By Tom Leahy on July 28th, 2016
Concern over Brexit weighed heavily on European investment volume in the first half of 2016, the Q2’16 edition of Europe Capital Trends reveals. European real estate investment declined 26% YOY in Q2’16; for the first six months of the year, the total invested dropped 30% YOY.
A number of global economic, financial and social risks have made investors more cautious about where to deploy capital allocation after a record-breaking year for European real estate in 2015. The build-up to the Brexit vote added to these concerns and was a notable brake on investment in the U.K. While it’s no surprise that Central London was particularly affected, our data indicates that the investment cycle had probably already peaked in the third quarter of 2015 and before the vote was announced.
We appear to be entering a period of consolidation in which the solid fundamentals for investing in European real estate are counterbalanced by a decrease in investors’ risk appetite caused by broader concerns about economic growth prospects and geopolitical risk.
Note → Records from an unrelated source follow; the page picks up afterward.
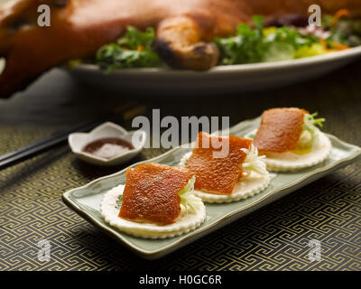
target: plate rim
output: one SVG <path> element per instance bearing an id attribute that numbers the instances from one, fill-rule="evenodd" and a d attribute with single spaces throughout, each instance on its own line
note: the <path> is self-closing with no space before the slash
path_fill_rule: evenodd
<path id="1" fill-rule="evenodd" d="M 240 123 L 238 123 L 237 125 L 232 126 L 231 128 L 229 128 L 229 130 L 231 131 L 233 128 L 238 127 L 238 126 L 245 126 L 247 124 L 255 122 L 257 119 L 259 119 L 259 117 L 254 119 L 249 119 L 249 120 L 245 120 L 242 121 Z M 326 133 L 325 133 L 326 134 Z M 136 166 L 139 165 L 141 163 L 152 163 L 154 161 L 157 161 L 158 159 L 163 158 L 164 156 L 167 156 L 168 154 L 172 154 L 173 152 L 175 152 L 176 150 L 181 149 L 181 146 L 177 146 L 173 149 L 169 150 L 168 152 L 162 154 L 160 155 L 157 155 L 152 159 L 148 159 L 148 160 L 144 160 L 144 161 L 141 161 L 141 162 L 137 162 L 134 163 L 133 164 L 131 164 L 130 166 L 116 172 L 115 173 L 109 174 L 109 175 L 106 175 L 100 178 L 97 178 L 96 180 L 93 180 L 88 183 L 86 183 L 83 186 L 80 187 L 77 187 L 74 189 L 71 189 L 66 192 L 64 192 L 61 195 L 61 199 L 64 201 L 64 203 L 69 207 L 71 210 L 75 210 L 75 212 L 77 212 L 79 215 L 80 215 L 82 218 L 84 218 L 87 221 L 89 221 L 90 223 L 92 223 L 93 225 L 97 226 L 97 227 L 100 227 L 100 228 L 102 230 L 104 230 L 105 232 L 106 232 L 108 235 L 110 235 L 110 237 L 116 238 L 118 241 L 122 241 L 122 245 L 125 245 L 128 248 L 130 248 L 133 252 L 134 252 L 135 254 L 151 259 L 151 258 L 155 258 L 157 256 L 157 255 L 161 255 L 162 253 L 166 254 L 167 251 L 171 250 L 172 247 L 178 247 L 182 243 L 187 242 L 190 238 L 193 238 L 196 235 L 199 235 L 204 231 L 207 231 L 210 228 L 212 228 L 213 227 L 217 227 L 218 224 L 222 223 L 222 222 L 226 222 L 227 219 L 232 218 L 233 216 L 236 216 L 236 214 L 250 209 L 251 207 L 254 207 L 257 204 L 259 204 L 260 202 L 265 200 L 266 199 L 268 199 L 269 197 L 276 194 L 276 193 L 280 193 L 283 191 L 286 191 L 287 189 L 292 187 L 292 186 L 296 186 L 299 183 L 303 182 L 304 181 L 308 180 L 309 178 L 312 177 L 312 176 L 317 176 L 319 174 L 321 174 L 322 172 L 328 172 L 328 171 L 331 171 L 332 169 L 338 169 L 338 167 L 341 167 L 342 164 L 344 164 L 345 166 L 349 164 L 350 163 L 352 163 L 352 161 L 356 161 L 357 158 L 359 158 L 361 156 L 361 147 L 356 144 L 352 144 L 349 143 L 347 143 L 345 141 L 342 141 L 341 139 L 339 139 L 338 137 L 333 135 L 329 135 L 329 134 L 326 134 L 327 136 L 329 136 L 331 141 L 332 139 L 340 143 L 342 145 L 346 145 L 348 147 L 352 147 L 355 151 L 347 158 L 342 158 L 335 163 L 332 163 L 331 164 L 328 165 L 328 166 L 324 166 L 324 167 L 319 167 L 319 168 L 316 168 L 315 170 L 310 172 L 309 173 L 305 174 L 304 176 L 302 176 L 301 179 L 292 182 L 289 184 L 283 185 L 281 188 L 278 188 L 277 190 L 273 191 L 272 192 L 270 192 L 269 194 L 263 196 L 262 198 L 260 198 L 259 200 L 245 206 L 242 208 L 239 208 L 238 210 L 233 210 L 226 215 L 224 215 L 223 217 L 221 217 L 219 219 L 218 219 L 217 221 L 215 221 L 212 224 L 208 224 L 205 227 L 202 228 L 197 228 L 197 230 L 193 230 L 190 231 L 185 235 L 182 235 L 182 237 L 180 237 L 180 239 L 178 239 L 177 241 L 166 245 L 161 248 L 157 248 L 154 250 L 146 250 L 146 249 L 143 249 L 140 248 L 134 245 L 133 245 L 131 242 L 129 242 L 126 238 L 123 237 L 120 232 L 117 232 L 115 228 L 111 228 L 110 225 L 107 224 L 102 224 L 100 221 L 98 221 L 96 218 L 94 218 L 89 212 L 88 212 L 86 210 L 81 209 L 75 201 L 70 200 L 70 196 L 74 191 L 77 191 L 79 190 L 84 190 L 87 189 L 87 187 L 91 186 L 95 183 L 97 183 L 97 182 L 101 182 L 104 180 L 106 180 L 107 178 L 113 178 L 116 177 L 117 175 L 121 175 L 124 174 L 126 170 L 130 167 L 130 166 Z"/>

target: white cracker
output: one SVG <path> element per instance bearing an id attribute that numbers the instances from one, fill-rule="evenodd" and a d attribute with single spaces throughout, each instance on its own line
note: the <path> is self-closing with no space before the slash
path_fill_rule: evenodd
<path id="1" fill-rule="evenodd" d="M 204 202 L 230 202 L 255 196 L 261 192 L 270 184 L 269 173 L 260 174 L 252 172 L 249 175 L 241 178 L 235 186 L 230 195 L 208 193 L 194 191 L 194 195 L 202 199 Z"/>
<path id="2" fill-rule="evenodd" d="M 180 162 L 179 166 L 184 167 L 187 163 L 188 159 L 191 155 L 191 152 L 185 154 Z M 204 202 L 231 202 L 240 200 L 245 200 L 246 198 L 255 196 L 255 194 L 261 192 L 265 188 L 268 187 L 271 182 L 271 177 L 269 173 L 260 174 L 255 172 L 252 172 L 249 175 L 241 178 L 232 194 L 215 194 L 208 193 L 201 191 L 194 191 L 194 195 L 199 197 Z"/>
<path id="3" fill-rule="evenodd" d="M 310 153 L 301 155 L 292 152 L 267 154 L 264 163 L 269 171 L 293 172 L 322 163 L 329 156 L 331 148 L 329 137 L 319 131 Z"/>
<path id="4" fill-rule="evenodd" d="M 116 200 L 123 194 L 125 186 L 113 188 L 103 197 L 100 203 L 101 216 L 110 226 L 130 235 L 144 238 L 166 238 L 188 233 L 199 227 L 206 219 L 206 207 L 199 199 L 199 210 L 196 214 L 181 212 L 176 221 L 170 225 L 159 226 L 151 223 L 137 223 L 118 217 Z"/>

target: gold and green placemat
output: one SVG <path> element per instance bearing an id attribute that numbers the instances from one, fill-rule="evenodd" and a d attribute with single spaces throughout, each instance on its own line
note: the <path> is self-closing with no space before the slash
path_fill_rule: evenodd
<path id="1" fill-rule="evenodd" d="M 148 115 L 161 108 L 162 116 L 177 117 L 229 116 L 231 125 L 268 107 L 298 106 L 325 117 L 326 132 L 360 145 L 361 84 L 354 78 L 360 67 L 268 91 L 140 101 Z M 56 89 L 50 92 L 51 84 Z M 53 71 L 0 101 L 0 154 L 127 99 L 101 93 Z M 144 150 L 139 158 L 163 152 Z M 68 190 L 122 168 L 86 164 L 63 145 L 0 171 L 0 270 L 361 270 L 360 162 L 155 261 L 136 256 L 61 201 Z M 38 257 L 42 239 L 50 242 L 49 261 Z M 310 240 L 321 244 L 319 261 L 309 258 Z"/>

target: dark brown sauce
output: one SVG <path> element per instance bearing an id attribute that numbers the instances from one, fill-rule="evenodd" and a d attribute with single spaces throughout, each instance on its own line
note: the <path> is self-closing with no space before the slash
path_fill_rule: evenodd
<path id="1" fill-rule="evenodd" d="M 112 159 L 134 149 L 133 144 L 125 139 L 105 137 L 87 144 L 82 151 L 104 159 Z"/>

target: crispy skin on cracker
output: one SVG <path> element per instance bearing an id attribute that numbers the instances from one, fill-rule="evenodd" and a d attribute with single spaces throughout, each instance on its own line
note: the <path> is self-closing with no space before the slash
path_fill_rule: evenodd
<path id="1" fill-rule="evenodd" d="M 238 179 L 242 176 L 240 164 L 246 154 L 241 148 L 249 149 L 252 141 L 236 136 L 229 136 L 229 154 L 227 157 L 215 158 L 215 149 L 211 140 L 221 142 L 222 137 L 200 132 L 197 145 L 187 163 L 186 168 L 196 176 L 194 188 L 210 193 L 231 194 Z M 202 144 L 208 144 L 202 145 Z"/>
<path id="2" fill-rule="evenodd" d="M 180 213 L 178 193 L 190 178 L 186 169 L 158 163 L 128 169 L 119 217 L 158 225 L 173 223 Z"/>
<path id="3" fill-rule="evenodd" d="M 272 108 L 264 111 L 254 144 L 260 153 L 284 153 L 295 150 L 302 133 L 303 117 L 308 113 L 296 107 Z"/>

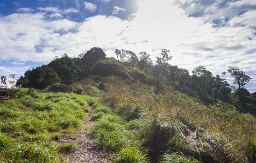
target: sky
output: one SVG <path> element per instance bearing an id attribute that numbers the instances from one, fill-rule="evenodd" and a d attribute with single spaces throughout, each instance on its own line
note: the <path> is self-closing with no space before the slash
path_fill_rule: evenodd
<path id="1" fill-rule="evenodd" d="M 23 75 L 64 53 L 162 48 L 169 63 L 215 75 L 239 66 L 256 91 L 256 0 L 0 0 L 0 75 Z M 232 79 L 226 76 L 232 84 Z"/>

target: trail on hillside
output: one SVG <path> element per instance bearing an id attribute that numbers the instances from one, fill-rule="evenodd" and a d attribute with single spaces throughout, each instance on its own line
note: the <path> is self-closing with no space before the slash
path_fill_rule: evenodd
<path id="1" fill-rule="evenodd" d="M 90 120 L 94 109 L 91 106 L 87 107 L 90 110 L 85 120 L 85 129 L 60 141 L 61 143 L 73 142 L 78 145 L 75 151 L 65 155 L 64 157 L 69 163 L 109 163 L 109 154 L 98 149 L 95 141 L 90 136 L 89 129 L 95 122 Z"/>

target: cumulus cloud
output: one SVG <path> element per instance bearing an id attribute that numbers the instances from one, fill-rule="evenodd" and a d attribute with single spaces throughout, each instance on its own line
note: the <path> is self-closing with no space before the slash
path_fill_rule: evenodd
<path id="1" fill-rule="evenodd" d="M 62 16 L 60 14 L 57 13 L 52 14 L 47 16 L 50 18 L 60 18 L 63 17 L 63 16 Z"/>
<path id="2" fill-rule="evenodd" d="M 91 13 L 95 11 L 97 7 L 95 4 L 87 2 L 84 2 L 84 6 L 85 6 L 85 9 Z"/>
<path id="3" fill-rule="evenodd" d="M 97 1 L 101 1 L 101 2 L 109 2 L 110 0 L 96 0 Z"/>
<path id="4" fill-rule="evenodd" d="M 120 11 L 126 11 L 125 8 L 121 8 L 117 6 L 114 6 L 112 10 L 112 14 L 117 15 Z"/>
<path id="5" fill-rule="evenodd" d="M 79 11 L 74 8 L 70 8 L 68 9 L 61 10 L 58 7 L 38 7 L 37 9 L 40 11 L 45 13 L 62 13 L 63 14 L 68 14 L 71 13 L 78 13 Z"/>
<path id="6" fill-rule="evenodd" d="M 96 46 L 108 56 L 115 57 L 117 48 L 136 53 L 145 51 L 155 59 L 160 49 L 166 48 L 173 56 L 172 65 L 190 72 L 199 65 L 214 75 L 228 65 L 240 66 L 253 78 L 249 87 L 255 87 L 256 31 L 251 27 L 256 22 L 254 10 L 214 27 L 204 17 L 188 16 L 184 8 L 169 0 L 139 0 L 137 5 L 138 11 L 129 20 L 97 15 L 78 23 L 63 18 L 46 20 L 43 13 L 1 17 L 0 58 L 47 62 L 56 55 L 77 56 Z"/>
<path id="7" fill-rule="evenodd" d="M 256 6 L 256 1 L 252 0 L 238 0 L 231 4 L 233 6 L 240 7 L 242 6 Z"/>
<path id="8" fill-rule="evenodd" d="M 46 13 L 60 13 L 61 10 L 58 7 L 38 7 L 38 10 L 46 12 Z"/>
<path id="9" fill-rule="evenodd" d="M 19 8 L 16 11 L 19 12 L 28 13 L 33 11 L 34 10 L 31 8 L 21 7 Z"/>
<path id="10" fill-rule="evenodd" d="M 63 13 L 64 14 L 67 14 L 70 13 L 78 13 L 79 11 L 74 8 L 70 8 L 63 11 Z"/>

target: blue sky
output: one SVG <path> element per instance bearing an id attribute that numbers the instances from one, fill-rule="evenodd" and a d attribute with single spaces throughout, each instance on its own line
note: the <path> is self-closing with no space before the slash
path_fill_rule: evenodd
<path id="1" fill-rule="evenodd" d="M 239 66 L 256 91 L 256 0 L 0 0 L 0 75 L 22 75 L 55 56 L 93 47 L 155 58 L 213 75 Z M 227 76 L 232 83 L 231 78 Z"/>

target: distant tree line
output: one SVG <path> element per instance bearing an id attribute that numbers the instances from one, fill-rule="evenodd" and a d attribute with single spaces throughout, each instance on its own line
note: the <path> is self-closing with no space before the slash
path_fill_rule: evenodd
<path id="1" fill-rule="evenodd" d="M 107 58 L 103 50 L 99 48 L 93 48 L 79 54 L 78 57 L 71 58 L 65 54 L 61 58 L 56 57 L 48 65 L 28 70 L 24 76 L 21 76 L 18 79 L 13 75 L 11 76 L 13 80 L 9 82 L 14 87 L 15 85 L 17 87 L 38 89 L 43 89 L 57 82 L 68 85 L 94 73 L 102 74 L 107 71 L 107 68 L 98 66 L 95 69 L 95 67 L 100 61 L 111 60 L 111 64 L 106 62 L 109 64 L 108 68 L 115 67 L 114 68 L 118 71 L 120 66 L 118 65 L 121 64 L 127 68 L 135 68 L 143 72 L 146 75 L 153 76 L 156 93 L 163 91 L 164 86 L 167 85 L 193 97 L 199 98 L 205 104 L 212 104 L 220 100 L 233 104 L 241 111 L 255 115 L 256 92 L 251 94 L 243 87 L 251 78 L 239 67 L 229 66 L 227 71 L 233 77 L 234 84 L 238 85 L 238 88 L 232 92 L 232 87 L 224 77 L 226 72 L 221 75 L 213 76 L 205 67 L 199 66 L 194 69 L 190 75 L 187 70 L 168 62 L 172 59 L 169 55 L 169 50 L 161 50 L 156 57 L 156 64 L 153 64 L 150 54 L 146 52 L 136 54 L 131 51 L 115 49 L 114 53 L 117 60 Z M 95 73 L 95 71 L 98 72 Z M 118 74 L 121 74 L 116 73 Z M 1 76 L 1 84 L 6 85 L 5 76 Z"/>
The second half of 2016 is likely to see a continuation of the slowdown in transaction volumes in comparison with the strong 2015, but we do not expect market activity to slow to levels seen during the last downturn in 2008-09. The Brexit vote has certainly heightened uncertainty about prospects for the U.K. market, although the weaker pound and continued investor confidence in London’s future has already resulted in some notable deals involving cross-border investors.